4.2 Election. Directors constituting the initial Board of Directors shall be named in the Articles of Incorporation of the Corporation. Thereafter, each successor to a director whose term shall have expired or will expire before the annual meeting of the Board of Directors shall be elected at the annual meeting of the members by the members for the year in which the term of such director expired or will expire or at a special meeting called for that purpose. Any director whose term of office shall have expired or will expire before the next annual meeting of the Board of Directors may be elected to succeed himself or herself and may vote for himself or herself in such election. Any vacancy occurring in the Board of Directors shall be filled as described below in this paragraph 4.2 of these bylaws. In the event that the number of directors constituting the Board of Directors is increased by amendment to these bylaws, any directorship to be filled by reason of said increase shall be filled as described below in this paragraph 4.2 of these bylaws.
(a) Successor Directors. Any successor director shall be elected by the members in accordance with these bylaws at any regular or special meeting of the Board of Directors.
(b) Vacancy. Any vacancy in any Board seat shall be filled by election under the procedure described in paragraph 4.2 of these bylaws above.
(c) Increase in Number of Directors. In the event that the number of directors constituting the Board of Directors is increased by amendment to these bylaws, the directorships to be filled by reason of such increase (it being recognized that the total number of directors after such increase shall always be an odd number) shall be filled by election under the procedure described in paragraph 4.2 of these bylaws above.

4.3 Annual Meeting.
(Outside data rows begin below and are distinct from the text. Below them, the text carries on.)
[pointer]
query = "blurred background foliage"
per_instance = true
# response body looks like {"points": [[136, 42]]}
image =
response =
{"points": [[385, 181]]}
The annual meeting of the Board of Directors shall be held in September of every year at such time and place as the Board of Directors shall from time to time determine, for the election of officers, and the transaction of such other business as may lawfully come before the meeting. It shall be the duty of the Secretary of the Corporation to give ten (10) days notice of the time, place and date of the annual meeting to each director.

4.4 Regular Meetings. Regular meetings of the Board of Directors shall be held on such dates and at such times and places as the Board of Directors shall from time to time determine, for the transaction of such business at may lawfully come before each meeting. The Board of Directors shall meet at least once every calendar quarter. It shall be the duty of the Secretary of the Corporation to give five (5) days notice of the time, place and date of each regular meeting to each director.
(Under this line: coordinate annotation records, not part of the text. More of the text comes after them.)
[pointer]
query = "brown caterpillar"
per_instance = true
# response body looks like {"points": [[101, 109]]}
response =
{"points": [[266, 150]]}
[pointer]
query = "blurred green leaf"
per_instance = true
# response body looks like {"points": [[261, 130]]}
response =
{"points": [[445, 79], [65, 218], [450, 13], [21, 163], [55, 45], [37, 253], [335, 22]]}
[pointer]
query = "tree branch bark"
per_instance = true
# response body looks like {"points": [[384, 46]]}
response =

4.5 Special Meetings. Special meetings of the Board of Directors shall be held whenever called by or upon the request of the President of the Corporation or upon request of any two (2) directors. It shall be the duty of the Secretary to give sufficient notice of the date, time and place of each special meeting to each director to enable each director to attend the special meeting.

4.6 Quorum for Meetings. The presence of half plus one and one half of directors in person is necessary for the Board of Directors to have a quorum for the transaction of business at all meetings convened according to these bylaws. For example if the total number of board of directors are 15, nine directors need to be present to have the quorum.

4.7 Voting. The affirmative vote of a majority of the directors present at a meeting at which a quorum is present shall be the act of the Board of Directors, except as may be otherwise specifically provided by law or these bylaws.

4.8 Proxies. A director may vote at a meeting of the Board of Directors by proxy executed in writing by the director and delivered to the Secretary of the Corporation at or prior to such meeting; however, a director present by proxy at any meeting of the Board of Directors may not be counted to determine whether a quorum is present at such meeting. Each proxy shall be revocable unless expressly provided therein to be irrevocable, and unless otherwise made irrevocable by law.

4.9 Action by Written Consent. Any action required or permitted to be taken at any meeting of the Board of Directors may be taken without a meeting if a consent in writing, setting forth the action to be taken, shall be signed by all members of the Board of Directors or of such committee, and such consent shall have the same force and effect as a unanimous vote at a meeting. A telegram, telex, cablegram, electronic mail or similar transmission by a director or a photographic, photostatic, facsimile, or similar reproduction of a writing executed by a director shall be treated as an execution in writing for purposes of this paragraph.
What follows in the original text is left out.